Adam hasbelkader üç gün yer bilimiyle ilgili bir eğit almış çıkıyor sanki kırk yıllık deprem uzmanı gibi konuşuyor. Bildiğini de söylüyor bilmediğini de. Son günlerde artan sallantılar zaten bozuk olan moralimiz iyice bozuluyor. Bir de buna soytarı medyadaki ne idiği belirsiz insanlar karışınca gel de çık işin içinden.
Daha bunlarda yetmiyor birde medyumlar, şaklabanlar çıkıyor ortaya vay şu gün şu olacak bugün bu olacak birde onlar ahkam kesmeye aklına geleni söylemeye başlayınca vatandaş uykuyu iyice kaçırdı ve hepimiz panik atak olma yolunda hızla ilerlemeye başladı.
Halbuki hastalık da depremde uzmanların bileceği iştir. Bu işin gerçek ilmini yapmayı üç gün okulunda okuyanların yapacağı bir iş değildir.
Hele şu hoca gibi tarikat şeyhi gibi görünüp felaket tellallığı yapanlar yok mu işte bunlar işin tadını iyice kaçırıyor.
Hadi o kendini sağlık ve deprem uzmanı zannedip bildiğini de bilmediğini de söyleyenleri konuşanları geçtik.
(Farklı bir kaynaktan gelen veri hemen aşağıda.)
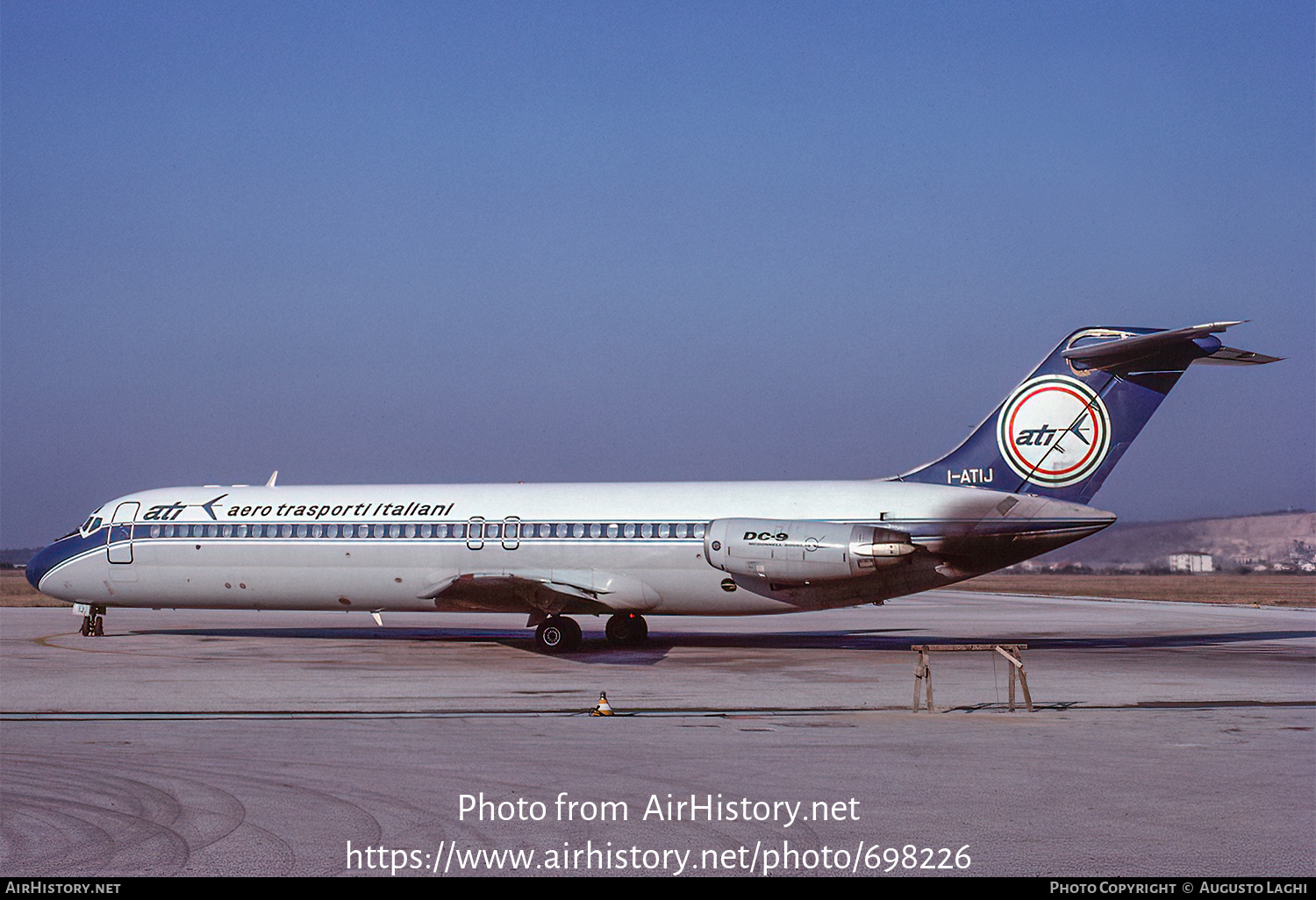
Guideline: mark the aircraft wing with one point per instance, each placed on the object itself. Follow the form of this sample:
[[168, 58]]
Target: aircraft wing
[[542, 592]]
Bu Müslümanım deyip Allaha inanarak medyumluk yapıp uykumuzu kaçıranlara ne demeli bunu anlamış değilim.
Bence bütün bunlar dayakla yola gelecek adamlardır. Kadere inanıyorsak her şey cenabı Allah “Ol” derse olur olma derse olmaz. Depremi de ölümü de olacak her şeyi önceden ancak cenabı Allah bilir. Kader ne ise o olur ecelin önüne kimse geçemez eceli yetende mutlaka bir sebep olur ve ölür gider.
Kısacak bu boş boğazlara fırsat vermemeliyiz. Devlet birilerine yetki ve görev vermeli onun dışında konuşanı da cezalandırmalıdır.
Ayrıca bizlerde her konuşana inanmayıp devletin resmi görevlilerinin yaptığı açıklamalara kulak verip onların söylediklerine inanmalıyız aksi taktirde her geçen gün hayat çekilmez olur ve kaçacak gidecek yer de bulamayız. Böyle giderse biz o şaklabanlara ve sözde uzmanlara inanırsak bağa gitsek de dağa gitsek de rahat edemeyiz.
Dilerim devlet bu işi kısa zamanda bir yasak getirir de bizde huzur içerisinde hayatımızı sürdürmeye devam ederiz.
Hele şu şıkım, şeyhim, hocayım Allah’ı da biliyorum inanıyorum deyip de gaipten haber veren şaklabanlar mutlaka gereken cezayı görmeli ve gerekirse içeri atarak seslerini kesmeliyiz.